O que podemos visitar?

No interior do castelo existem vários palácios, edifícios eclesiásticos, escritórios de vários estilos arquitetónicos, construídos ao longo de vários séculos. De seguida vou falar um pouco mais daqueles locais que poderão ser considerados “obrigatórios”.

Antigo Palácio Real

A área subterrânea é a mais antiga de todo o complexo. O Palácio foi morada de príncipes e reis da Boémia até ao século XVI, tendo sido construído sob as ruínas de um Palácio Romanesco, obra do príncipe Soběslav.

Existem vários pontos de interesse, mas é de destacar o Vladislav hall. É uma enorme divisão que foi feita entre 1492 e 1502 por Vladislav, que lhe deu o nome. É um espaço enorme com janelas de 5 metros de altura, piso de madeira do século XVIII e candelabros de lata (apenas 3 dos 5 são de lata).

O Vladislav Hall já foi utilizado para a realização de vários eventos, tais como banquetes,corações, assembleias ou torneios. Atualmente o salão é utilizado para cerimónias de estado e eleições presidenciais.
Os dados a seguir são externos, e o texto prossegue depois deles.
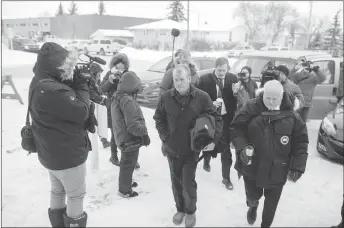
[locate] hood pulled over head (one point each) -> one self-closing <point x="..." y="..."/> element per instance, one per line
<point x="129" y="83"/>
<point x="56" y="61"/>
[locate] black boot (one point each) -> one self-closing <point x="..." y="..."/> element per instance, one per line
<point x="80" y="222"/>
<point x="252" y="215"/>
<point x="56" y="217"/>
<point x="106" y="143"/>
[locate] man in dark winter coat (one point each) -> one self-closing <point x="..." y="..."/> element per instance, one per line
<point x="307" y="78"/>
<point x="176" y="113"/>
<point x="119" y="64"/>
<point x="59" y="110"/>
<point x="269" y="118"/>
<point x="219" y="85"/>
<point x="129" y="129"/>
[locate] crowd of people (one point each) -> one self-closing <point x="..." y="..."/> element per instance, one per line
<point x="194" y="115"/>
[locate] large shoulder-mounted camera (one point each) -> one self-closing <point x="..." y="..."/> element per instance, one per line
<point x="82" y="68"/>
<point x="270" y="73"/>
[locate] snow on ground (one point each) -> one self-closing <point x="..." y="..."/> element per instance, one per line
<point x="313" y="201"/>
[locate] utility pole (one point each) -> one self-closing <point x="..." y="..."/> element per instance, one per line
<point x="188" y="28"/>
<point x="309" y="23"/>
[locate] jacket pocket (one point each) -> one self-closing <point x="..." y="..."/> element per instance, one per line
<point x="279" y="171"/>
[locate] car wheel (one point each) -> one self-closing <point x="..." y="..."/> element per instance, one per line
<point x="102" y="52"/>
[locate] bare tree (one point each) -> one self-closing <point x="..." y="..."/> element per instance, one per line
<point x="250" y="14"/>
<point x="73" y="8"/>
<point x="101" y="8"/>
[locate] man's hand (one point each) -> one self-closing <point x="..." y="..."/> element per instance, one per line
<point x="146" y="140"/>
<point x="294" y="175"/>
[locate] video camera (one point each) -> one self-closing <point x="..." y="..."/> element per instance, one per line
<point x="270" y="73"/>
<point x="82" y="69"/>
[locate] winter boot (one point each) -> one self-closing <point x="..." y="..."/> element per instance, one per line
<point x="137" y="166"/>
<point x="56" y="217"/>
<point x="128" y="194"/>
<point x="106" y="143"/>
<point x="228" y="184"/>
<point x="178" y="218"/>
<point x="114" y="158"/>
<point x="190" y="220"/>
<point x="79" y="222"/>
<point x="252" y="215"/>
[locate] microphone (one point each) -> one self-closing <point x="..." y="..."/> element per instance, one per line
<point x="175" y="32"/>
<point x="96" y="59"/>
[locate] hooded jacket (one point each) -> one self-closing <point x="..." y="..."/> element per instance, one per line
<point x="285" y="140"/>
<point x="59" y="110"/>
<point x="127" y="118"/>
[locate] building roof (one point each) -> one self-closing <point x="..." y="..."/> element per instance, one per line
<point x="170" y="24"/>
<point x="118" y="33"/>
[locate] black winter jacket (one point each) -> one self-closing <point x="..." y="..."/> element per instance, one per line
<point x="280" y="139"/>
<point x="174" y="121"/>
<point x="58" y="112"/>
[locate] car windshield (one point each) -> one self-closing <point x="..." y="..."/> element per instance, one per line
<point x="257" y="63"/>
<point x="161" y="65"/>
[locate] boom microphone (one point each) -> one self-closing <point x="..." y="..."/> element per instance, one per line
<point x="96" y="59"/>
<point x="175" y="32"/>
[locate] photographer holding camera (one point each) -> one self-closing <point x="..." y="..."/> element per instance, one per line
<point x="307" y="77"/>
<point x="246" y="87"/>
<point x="119" y="64"/>
<point x="59" y="104"/>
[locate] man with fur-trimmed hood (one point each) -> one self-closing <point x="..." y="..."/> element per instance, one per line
<point x="271" y="142"/>
<point x="60" y="107"/>
<point x="129" y="129"/>
<point x="119" y="64"/>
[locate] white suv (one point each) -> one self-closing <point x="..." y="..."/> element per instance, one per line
<point x="103" y="46"/>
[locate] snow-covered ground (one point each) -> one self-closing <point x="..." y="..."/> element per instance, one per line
<point x="314" y="201"/>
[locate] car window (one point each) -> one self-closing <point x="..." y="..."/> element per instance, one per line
<point x="328" y="68"/>
<point x="257" y="63"/>
<point x="161" y="65"/>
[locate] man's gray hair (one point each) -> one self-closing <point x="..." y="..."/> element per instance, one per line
<point x="182" y="67"/>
Igualmente de destacar no antigo Palácio Real é a Igreja de todos os Santos. Foi construída por Petr Parler no local onde se encontrava uma igreja Romanesca, igualmente consagrada a todos os Santos. Esta Igreja encontrava-se decorada à semelhança de Sainte Chapelle de Paris, até ter sido parcialmente destruída no incêndio de 1541.

Catedral de S. Vito

A Catedral de S. Vito é a maior e a mais importante igreja de Praga e da República Checa. Foi fundada em 1344 e demorou 600 anos a ser construída. Foi aqui que santos, príncipes e reis foram enterrados.

No seu interior encontra-se o braço de S. Vito e as jóias da coroa. Se tiver interesse espreite o tesouro da catedral, é o maior do país e um dos mais importantes da Europa. Mas o ponto alto é a belíssima Capela dedicada a S. Venceslau, o santo patrono do país. Foi criada no século XIV por Carlos IV e é um espaço muito conhecido pela sua decoração.
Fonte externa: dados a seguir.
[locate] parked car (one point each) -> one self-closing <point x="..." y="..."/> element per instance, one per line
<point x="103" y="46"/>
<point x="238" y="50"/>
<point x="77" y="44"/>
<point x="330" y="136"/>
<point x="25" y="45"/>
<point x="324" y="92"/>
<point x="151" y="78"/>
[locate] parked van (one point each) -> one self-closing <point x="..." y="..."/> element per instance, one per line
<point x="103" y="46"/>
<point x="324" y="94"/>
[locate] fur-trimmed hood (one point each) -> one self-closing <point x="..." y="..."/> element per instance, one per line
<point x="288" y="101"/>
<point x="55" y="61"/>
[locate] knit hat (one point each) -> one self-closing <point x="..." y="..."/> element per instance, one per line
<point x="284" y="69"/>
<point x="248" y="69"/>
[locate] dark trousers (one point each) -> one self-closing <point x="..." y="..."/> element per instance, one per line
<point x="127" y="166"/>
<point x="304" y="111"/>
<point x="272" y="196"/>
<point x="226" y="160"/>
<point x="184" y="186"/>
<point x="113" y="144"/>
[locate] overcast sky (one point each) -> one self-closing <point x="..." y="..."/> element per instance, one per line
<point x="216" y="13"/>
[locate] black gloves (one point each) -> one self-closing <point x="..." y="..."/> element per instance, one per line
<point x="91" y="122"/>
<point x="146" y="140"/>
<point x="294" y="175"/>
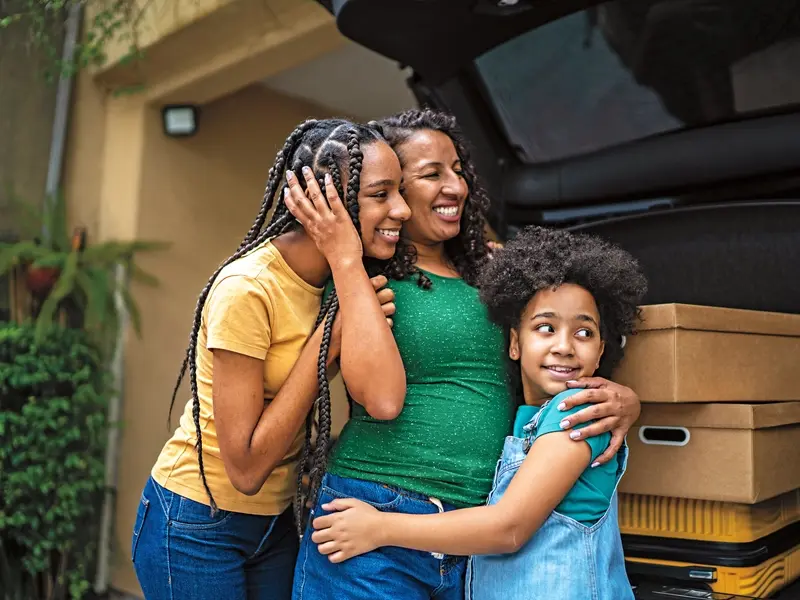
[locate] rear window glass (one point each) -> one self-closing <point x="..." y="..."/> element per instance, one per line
<point x="629" y="69"/>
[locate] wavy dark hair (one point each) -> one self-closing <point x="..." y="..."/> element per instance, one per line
<point x="467" y="251"/>
<point x="539" y="258"/>
<point x="327" y="146"/>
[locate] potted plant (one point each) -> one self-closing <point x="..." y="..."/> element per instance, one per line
<point x="63" y="272"/>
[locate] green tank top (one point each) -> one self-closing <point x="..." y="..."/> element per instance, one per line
<point x="458" y="409"/>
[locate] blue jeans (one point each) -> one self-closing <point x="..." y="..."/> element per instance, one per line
<point x="389" y="573"/>
<point x="180" y="551"/>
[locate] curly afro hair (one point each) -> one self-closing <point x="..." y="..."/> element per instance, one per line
<point x="540" y="258"/>
<point x="468" y="250"/>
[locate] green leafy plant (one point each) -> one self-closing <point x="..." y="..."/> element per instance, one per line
<point x="53" y="401"/>
<point x="83" y="278"/>
<point x="110" y="21"/>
Do alto da torre sul da Catedral, com quase 100 metros de altura, vai conseguir ter uma panorâmica extraordinária de Praga. Vale bem a pena subir os 287 degraus!
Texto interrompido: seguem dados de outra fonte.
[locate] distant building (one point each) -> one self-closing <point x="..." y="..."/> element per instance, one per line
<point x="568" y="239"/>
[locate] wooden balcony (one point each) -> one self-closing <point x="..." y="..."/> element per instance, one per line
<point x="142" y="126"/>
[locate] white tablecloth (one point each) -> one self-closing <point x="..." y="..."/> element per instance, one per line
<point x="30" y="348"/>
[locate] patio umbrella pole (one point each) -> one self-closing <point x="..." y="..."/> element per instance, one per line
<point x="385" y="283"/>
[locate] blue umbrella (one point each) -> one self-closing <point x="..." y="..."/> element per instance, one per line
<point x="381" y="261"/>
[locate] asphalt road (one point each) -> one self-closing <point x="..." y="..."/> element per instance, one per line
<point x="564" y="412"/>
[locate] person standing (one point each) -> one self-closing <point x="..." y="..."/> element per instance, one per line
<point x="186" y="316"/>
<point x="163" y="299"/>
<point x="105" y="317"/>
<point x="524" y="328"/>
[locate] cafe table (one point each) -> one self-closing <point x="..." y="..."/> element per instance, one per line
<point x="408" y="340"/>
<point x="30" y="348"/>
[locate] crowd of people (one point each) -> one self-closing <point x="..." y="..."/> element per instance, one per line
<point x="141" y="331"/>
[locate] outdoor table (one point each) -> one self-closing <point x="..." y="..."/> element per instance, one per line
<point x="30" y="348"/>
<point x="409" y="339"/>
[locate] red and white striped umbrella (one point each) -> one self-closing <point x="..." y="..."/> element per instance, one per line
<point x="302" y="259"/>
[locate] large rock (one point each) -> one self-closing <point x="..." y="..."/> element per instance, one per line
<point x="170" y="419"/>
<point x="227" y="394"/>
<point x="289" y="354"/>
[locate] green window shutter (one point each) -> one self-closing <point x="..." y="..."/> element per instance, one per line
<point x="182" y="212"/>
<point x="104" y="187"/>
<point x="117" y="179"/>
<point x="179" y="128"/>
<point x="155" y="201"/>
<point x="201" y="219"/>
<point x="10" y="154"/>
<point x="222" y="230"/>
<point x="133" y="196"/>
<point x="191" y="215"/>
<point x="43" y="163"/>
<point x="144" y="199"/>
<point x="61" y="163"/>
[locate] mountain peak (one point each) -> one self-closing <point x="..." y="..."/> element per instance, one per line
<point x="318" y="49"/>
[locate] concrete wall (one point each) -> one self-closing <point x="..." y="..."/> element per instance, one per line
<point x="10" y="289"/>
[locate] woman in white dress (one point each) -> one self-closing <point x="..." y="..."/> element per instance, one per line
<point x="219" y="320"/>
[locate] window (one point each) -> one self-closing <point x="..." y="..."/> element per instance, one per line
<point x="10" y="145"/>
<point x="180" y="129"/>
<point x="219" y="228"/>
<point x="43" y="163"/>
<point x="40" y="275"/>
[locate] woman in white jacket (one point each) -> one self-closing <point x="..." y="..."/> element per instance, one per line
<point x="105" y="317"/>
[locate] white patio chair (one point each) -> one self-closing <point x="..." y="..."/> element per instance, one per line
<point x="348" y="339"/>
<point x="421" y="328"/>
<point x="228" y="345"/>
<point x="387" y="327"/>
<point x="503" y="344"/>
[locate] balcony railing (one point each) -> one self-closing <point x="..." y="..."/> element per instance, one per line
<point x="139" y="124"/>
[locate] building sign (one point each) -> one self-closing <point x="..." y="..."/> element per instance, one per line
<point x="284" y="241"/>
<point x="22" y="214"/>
A construção desta torre teve início no século XIV e terminou 3 séculos mais tarde. Nela encontram-se vários sinos, sendo um deles o maior de toda a República Checa. É designado por Zikmund e pesa 15 toneladas.

Diz a lenda que quando o Imperador Carlos IV morreu os sinos começaram a tocar sozinhos. Outra lenda diz também que se o coração do Zikmund se partir alguma coisa muita má irá ocorrer no país. Já aconteceu uma vez, no no de 2002 e algumas semanas depois ocorreram indundações no país…

Pormenor do exterior da Catedral de S. Vito

Catedral de S. Vito

Basílica de S. Jorge

A Basílica de S. Jorge é a 2ª igreja mais antiga de Praga, tendo sido fundada por volta do ano 920. É facilmente reconhecida pelos 2 campanários de 41 metros de pedra branca.

Começou por ser um convento de freiras beneditinas, mas graças aos estragos provocados por um incêndio o edifício teve de ser reconstruído. O que vemos atualmente numa visita são paredes muito antigas e uma rica coleção de arte gótica e barroca.

Se tiver disponibilidade assista a um concerto de música nesta Basílica. A acústica é incrível!

Rua do Ouro

A Rua do Ouro (Golden Lane) é uma pequena rua com várias pequenas casas coloridas, muito bonitas. Foi uma das coisas que mais gostei em todo o complexo.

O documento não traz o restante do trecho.